MCI remains a heterogeneous clinical construct with different underlying pathological processes (neurodegeneration, vascular, mood, metabolic) when they present in the clinical setting. In our study, we have shown that 16.7 % subjects with cognitive frailty (both MCI and physical frailty) had frailty progression after one year. The analyses of this small subgroup (n = 18) showed that those who progressed had more comorbidities (diabetes, ischaemic heart disease), less family support (children), were functionally more impaired (in terms of iADL), had poorer performance on chair stand test with paradoxically larger lean muscle mass (results not shown). This seemed independent of the APOEe4 status or neuro-degeneration measures of medial temporal atrophy and ischaemic vascular lesions, which potentially add to further insights into the differentiation of a physically driven process, compared to a purely cognitive (neurodegeneration) driven process [5, 39, 40]. These interesting findings (despite a small sample size), requires further validation in future carefully clinically-phenotyped subjects in larger MCI studies.

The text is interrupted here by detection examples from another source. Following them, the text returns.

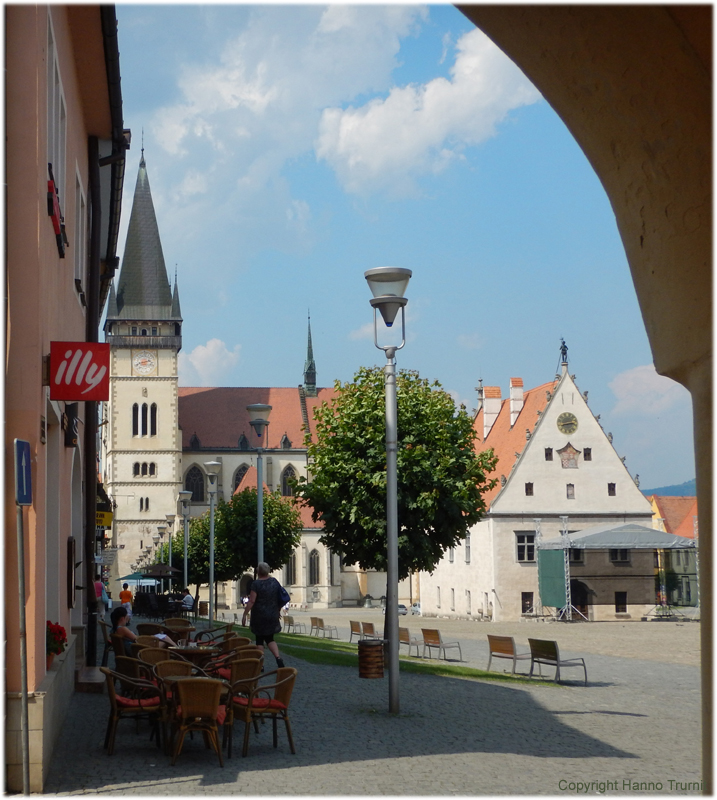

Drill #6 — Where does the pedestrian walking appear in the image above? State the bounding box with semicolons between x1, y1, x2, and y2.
241;561;284;667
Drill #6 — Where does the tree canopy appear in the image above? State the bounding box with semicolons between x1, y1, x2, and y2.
162;488;303;584
296;367;496;578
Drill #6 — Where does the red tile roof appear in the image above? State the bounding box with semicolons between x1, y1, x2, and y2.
652;495;697;539
177;386;336;449
473;378;555;508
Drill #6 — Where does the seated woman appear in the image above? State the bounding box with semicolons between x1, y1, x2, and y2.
110;606;176;657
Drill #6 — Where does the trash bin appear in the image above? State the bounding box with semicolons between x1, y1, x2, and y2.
358;639;384;678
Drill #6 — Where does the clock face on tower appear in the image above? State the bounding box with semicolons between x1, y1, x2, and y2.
132;350;157;375
558;411;578;433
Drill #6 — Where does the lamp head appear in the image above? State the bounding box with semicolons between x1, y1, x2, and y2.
364;267;413;328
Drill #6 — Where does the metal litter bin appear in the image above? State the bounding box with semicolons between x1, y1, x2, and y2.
358;639;384;678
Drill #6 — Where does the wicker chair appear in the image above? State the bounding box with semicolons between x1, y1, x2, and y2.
228;667;297;756
172;678;226;767
100;668;167;756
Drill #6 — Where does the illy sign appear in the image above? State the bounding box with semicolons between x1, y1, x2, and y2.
50;342;110;402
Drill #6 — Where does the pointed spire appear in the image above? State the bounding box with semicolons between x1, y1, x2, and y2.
304;311;317;397
112;153;173;320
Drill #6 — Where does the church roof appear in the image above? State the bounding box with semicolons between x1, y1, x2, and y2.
107;155;181;320
177;386;335;450
473;381;557;508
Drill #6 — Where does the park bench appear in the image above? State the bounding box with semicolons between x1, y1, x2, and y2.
488;634;531;675
528;639;588;686
284;614;306;633
398;628;423;658
421;628;463;661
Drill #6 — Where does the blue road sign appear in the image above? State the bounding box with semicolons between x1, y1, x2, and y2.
15;439;32;506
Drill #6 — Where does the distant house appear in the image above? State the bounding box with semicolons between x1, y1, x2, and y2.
420;354;655;621
648;494;699;607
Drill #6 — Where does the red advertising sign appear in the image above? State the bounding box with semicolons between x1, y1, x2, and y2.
50;342;110;402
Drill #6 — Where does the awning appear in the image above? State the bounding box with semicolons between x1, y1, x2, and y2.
539;523;695;550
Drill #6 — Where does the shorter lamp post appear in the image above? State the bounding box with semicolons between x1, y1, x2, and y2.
364;267;413;714
204;461;222;625
179;489;192;589
246;403;271;564
167;514;176;594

The strengths of our study include the comprehensive data available on both cognition and frailty measures. However, we were limited by the relatively small sample size and short follow-up period of one year. Other than the current conventional laboratory measurements, we had not included other biomarker measurements (such as inflammatory and hormonal markers) in the current paper, which might provide insights into the biological underpinnings and further understanding of the complex relationship between frailty and cognition [5]. Additionally, a matched control sample of healthy subjects without cognitive impairment could have aided in showing cognitive frailty is a separate entity, driving frailty progression. A separate analyses (albeit a different methodology) has suggested a concomitant pro-inflammatory state without concomitant endocrine deficiency, to adversely influence baseline and progressive physical frailty [41].

Conclusion

In summary, this is the first study to demonstrate longitudinal frailty state transitions in cognitively-impaired older adults. Contrary to expectations of frailty progression to be closely correlated with increasing cognitive impairment, they appear independent, especially in the earliest stage of cognitive impairment. This study lends initial support to ‘cognitive frailty’ entity being a potentially modifiable factor for physical frailty progression. It further allowed evidence for potential refinement of this clinical construct for development of an ‘at-risk’ cognitive frailty phenotype. Further research is needed with a suitably powered study over a longer follow-up period with additional focus on pathogenic mechanisms to allow rapid translation of knowledge into useful therapeutic interventions.